SVM's were so popular, pretty much because they had a firm theoretical basis on which they were designed (or "cute math" as deep learners may call it). As Patrick Winston would ask his students (paraphrasing): "Did God really meant it this way, or did humans create it, because it was useful to them?". Except maybe for the LSTM, deep learning models are not God-given. We use them because, in practice, they beat other modeling techniques. Now we need to find the theoretical grounding to explain why they work so well, and allow for better model interpretability, so these models can more readily be deployed in health care and under regulation.

1 comments

The article calls for an explanation not why some ML method works, but for an explanation of a particular ML result, like why a car drives this way or why a patient got a cancer. While I hopeful for the former, I just do not see the basis for the latter.

If some regulations shall require such explanation, the end result will be fake stories like parents tell to the children that Moon do not fall because it is nailed to the sky.

I don't think the paper asked for that. Relevant quote:

> machine learning is more concerned with making predictions, even if the prediction can not be explained very well (a.k.a. “a black­box prediction”)

So in your example: an algo may explain that a car slows down, before taking a turn, because else it would likely crash. It may even get to a threshold ("under these weather conditions, anything over 55Mph is unsafe when taking a turn of such and such degree"). Statistics can help with that.

Welling is not asking for deep learning models to explain why a person got a cancer, but to explain its reasoning when it diagnoses a person with cancer ("I am confident, because in a random population of a 1000 other patients, these variables are within ..."). Statistics can help with that. It aligns with their mind set and tool set.

Regulations are cheated even with these kind of explanations, but that is for another story (black box models may provide some plausible deniability).

I am referring to this fragment:

> Thus, for many applications, in order to successfully interact with humans, machines will need to explain their reasoning, including some quantification of confidence, to humans.

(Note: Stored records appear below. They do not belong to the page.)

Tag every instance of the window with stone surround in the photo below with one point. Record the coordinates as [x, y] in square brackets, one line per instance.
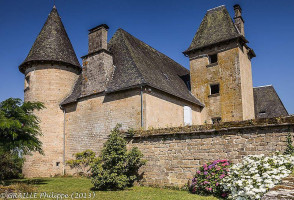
[27, 82]
[212, 58]
[214, 89]
[187, 116]
[216, 120]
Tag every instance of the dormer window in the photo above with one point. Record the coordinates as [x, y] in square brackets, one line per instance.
[213, 59]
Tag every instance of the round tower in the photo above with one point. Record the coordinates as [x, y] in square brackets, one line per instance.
[51, 70]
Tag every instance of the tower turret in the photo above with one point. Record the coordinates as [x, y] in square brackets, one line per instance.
[220, 67]
[51, 69]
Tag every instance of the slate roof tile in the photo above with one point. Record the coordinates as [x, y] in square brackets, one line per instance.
[52, 44]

No doubtful there are cases when an explanation is easy. Often this is because we have a very solid model like physics of a car. In fact since we know the model, we do not need an explanation, we must demand that the algorithm follows the model or declare it unfit.

But how can we expect an explanation for a behavior in a critical situation on a road that was not explicitly programmed and when the algorithm decided to turn to a particular degree bases on a non-trivial inference? Similarly, when an algorithm decides if a patient needs an emergency operation or if they can wait, why can we expect an simple explanation especially for the patient with rare conditions when algorithm again must perform an inference, not a deduction from 1000 very similar cases?

Maybe you couldn't always expect an explanation, but having one would certainly be useful. Methods that could get the job done while also providing enough information to explain or at least shed some kind of light on why the solution was chosen would likely be preferable.